Saharan 'carpet of tools' is earliest known man-made landscape
A new intensive survey of the Messak Settafet escarpment, a massive outcrop of sandstone in the middle of the Saharan desert, has shown that stone tools occur "ubiquitously" across the entire landscape: averaging 75 artefacts per square metre, or 75 million per square kilometre.
Researchers say the vast 'carpet' of stone-age tools - extracted from and discarded onto the escarpment over hundreds of thousands of years - is the earliest known example of an entire landscape being modified by hominins: the group of creatures that include us and our ancestral species.
The Messak Settafet runs a total length of 350 km, with an average width of 60 km. Parts of the landscape are 'anthropogenic', or man-made, through build-up of tools over hundreds of thousands of years.
The research team have used this and other studies to attempt to estimate the volume of stone tools discarded over the last one million years of human evolution on the African continent alone. They say that it is the equivalent of more than one Great Pyramid of Giza per square kilometre of the entire continent (2.1 x 1014 cubic metres of rock).
"The Messak sandstone, now in the middle of the vast sand seas of Libya, would have been a high quality rock for hominins to fracture - the landscape is in effect a carpet of stone tools, most probably made in the Middle and Upper Pleistocene," said Dr Robert Foley, from the Leverhulme Centre for Evolutionary Studies at the University of Cambridge, who conducted the research with colleague Dr Marta Mirazón Lahr.
"The term 'anthropocene' is now used to denote the point at which humans began to have a significant effect on the environment," said Mirazón Lahr. "The critical time may well be the beginning of the industrial revolution about 200 years ago. Some talk of an 'early anthropocene' about 10,000 years ago when forests began being cleared for agriculture.
"Making stone tools, however, dates back more than two million years, and little research has been done on the impact of this activity. The Messak Settafet is the earliest demonstrated example of the scars of human activity across an entire landscape; the effects of our technology on the environment may be considerably older than previously thought," Mirazón Lahr said. The study is published today in the journal PLOS ONE.
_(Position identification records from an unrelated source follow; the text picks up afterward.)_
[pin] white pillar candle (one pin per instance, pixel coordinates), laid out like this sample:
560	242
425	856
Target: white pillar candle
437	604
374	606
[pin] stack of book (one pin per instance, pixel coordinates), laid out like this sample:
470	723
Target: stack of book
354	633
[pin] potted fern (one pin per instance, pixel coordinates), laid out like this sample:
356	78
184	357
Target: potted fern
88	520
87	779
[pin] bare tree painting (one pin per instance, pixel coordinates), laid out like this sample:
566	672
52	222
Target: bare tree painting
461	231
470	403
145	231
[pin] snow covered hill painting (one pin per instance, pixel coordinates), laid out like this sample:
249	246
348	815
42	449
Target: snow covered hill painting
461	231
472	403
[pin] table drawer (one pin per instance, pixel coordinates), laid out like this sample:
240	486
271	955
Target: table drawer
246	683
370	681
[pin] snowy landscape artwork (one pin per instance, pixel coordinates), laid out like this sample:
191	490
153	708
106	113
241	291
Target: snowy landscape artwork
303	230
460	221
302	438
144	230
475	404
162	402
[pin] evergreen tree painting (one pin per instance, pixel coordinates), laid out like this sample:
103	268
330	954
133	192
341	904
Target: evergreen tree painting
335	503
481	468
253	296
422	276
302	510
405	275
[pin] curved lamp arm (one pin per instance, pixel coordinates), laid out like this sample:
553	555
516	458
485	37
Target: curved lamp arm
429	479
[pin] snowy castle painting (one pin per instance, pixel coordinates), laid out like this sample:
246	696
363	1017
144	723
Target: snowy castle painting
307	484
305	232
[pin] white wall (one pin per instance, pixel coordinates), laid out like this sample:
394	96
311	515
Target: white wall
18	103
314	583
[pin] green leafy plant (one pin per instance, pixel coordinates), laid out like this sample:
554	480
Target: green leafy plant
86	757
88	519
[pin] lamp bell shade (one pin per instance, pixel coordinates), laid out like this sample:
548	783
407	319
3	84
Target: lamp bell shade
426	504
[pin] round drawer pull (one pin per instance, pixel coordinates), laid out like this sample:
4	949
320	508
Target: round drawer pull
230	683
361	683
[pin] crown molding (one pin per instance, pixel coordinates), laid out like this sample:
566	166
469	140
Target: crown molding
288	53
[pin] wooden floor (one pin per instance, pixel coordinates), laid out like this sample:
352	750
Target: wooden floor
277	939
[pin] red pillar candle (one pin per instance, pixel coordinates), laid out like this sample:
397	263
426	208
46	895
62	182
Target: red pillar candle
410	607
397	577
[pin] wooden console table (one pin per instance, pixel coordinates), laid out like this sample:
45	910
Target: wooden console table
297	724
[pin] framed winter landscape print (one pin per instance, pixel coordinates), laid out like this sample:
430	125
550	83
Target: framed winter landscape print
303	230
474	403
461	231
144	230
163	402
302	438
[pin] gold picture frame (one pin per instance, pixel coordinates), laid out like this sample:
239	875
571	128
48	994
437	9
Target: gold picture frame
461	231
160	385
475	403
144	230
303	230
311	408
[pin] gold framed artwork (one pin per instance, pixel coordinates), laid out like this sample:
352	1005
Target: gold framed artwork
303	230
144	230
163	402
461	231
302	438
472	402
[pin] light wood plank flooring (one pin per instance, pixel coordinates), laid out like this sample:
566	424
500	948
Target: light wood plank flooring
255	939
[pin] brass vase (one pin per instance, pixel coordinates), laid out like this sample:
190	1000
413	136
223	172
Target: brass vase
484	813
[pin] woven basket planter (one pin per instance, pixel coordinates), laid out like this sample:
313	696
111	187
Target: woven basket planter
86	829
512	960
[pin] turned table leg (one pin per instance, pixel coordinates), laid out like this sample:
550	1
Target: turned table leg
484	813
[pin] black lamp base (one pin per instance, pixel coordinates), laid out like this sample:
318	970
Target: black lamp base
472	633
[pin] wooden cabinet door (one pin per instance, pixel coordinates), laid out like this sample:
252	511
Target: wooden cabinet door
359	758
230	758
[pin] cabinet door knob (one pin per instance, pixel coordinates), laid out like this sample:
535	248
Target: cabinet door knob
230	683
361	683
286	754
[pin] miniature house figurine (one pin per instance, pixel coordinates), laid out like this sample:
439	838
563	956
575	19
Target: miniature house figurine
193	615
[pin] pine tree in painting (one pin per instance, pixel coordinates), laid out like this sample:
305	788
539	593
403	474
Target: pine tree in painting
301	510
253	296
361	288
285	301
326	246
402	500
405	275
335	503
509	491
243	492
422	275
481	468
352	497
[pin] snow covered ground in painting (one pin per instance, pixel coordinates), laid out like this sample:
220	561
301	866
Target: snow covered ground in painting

The survey, conducted in 2011, involved randomly selecting plots of one metre squared across the parts of the plateau surface. In each square, the researchers sifted through all the stones to identify the number that showed evidence of modification through hominin activity - evidence such as a 'bulb of percussion': a bulge or curved dent on the surface of a stone tool produced by the angular blows of hominin percussion. The average number of artefacts across all sample squares was 75.
At the simple end, large flakes of stone would have been opportunistically hacked from boulders to be used for cutting or as weapons. At the more sophisticated level, researchers found evidence that specific tools had been used to wedge into the stone in order split it.
"It is clear from the scale of activity how important stone tools were, and shows that African hominins were strongly technologically dependent," said Foley. "Landscapes such as these must have been magnets for hominin populations, either for 'stone foraging trips' or residential occupation."
The researchers say that if - as seems likely - the success of Stone Age communities depended significantly on tool technology, there would be enormous advantage to knowing, remembering and indeed controlling access to areas with a "super-abundance" of raw materials, such as the Messak Settafet.
"Hominins may well have become tethered to these areas, unable to stray too far if survival depended on access to the raw materials for tools, and forced to make other adaptations subservient to that need," said Mirazón Lahr.
One way that the environmental impact of hominin tool excavation may have been positive for later humans is through the clusters of small quarrying pits dotted across the landscape (ranging up to 2 metres in diameter, and 50 centimetres in depth).
These pits would have retained moisture - with surface water still visible today after rains - and the small pools would have attracted game. In many of these pits, the team found 'trapping stones': large stones used for traps and ties for game and/or cattle during the last 10,000 years.
By combining their data with previous extensive surveys carried out across Africa, the researchers attempted to estimate roughly how much stone had been used as tools and discarded during human evolution.
Although stone tool manufacture dates back at least 2.5 million years, the researchers limited the estimate to one million years. Based on their and others research, they standardised population density (based on extant hunter-gatherers), tool volume, the number of tools used by one person in a year and the amount of resulting debris per tool.
They estimate an average density of between 0.5 and 5 million stone artefacts per square kilometre of Africa. When converted into an estimate of volume, this is the equivalent of between 42 to 84 million Great Pyramids of Giza.
Researchers say this would be the equivalent of finding between 1.3 and 2.7 Great Pyramids per square kilometre throughout Africa.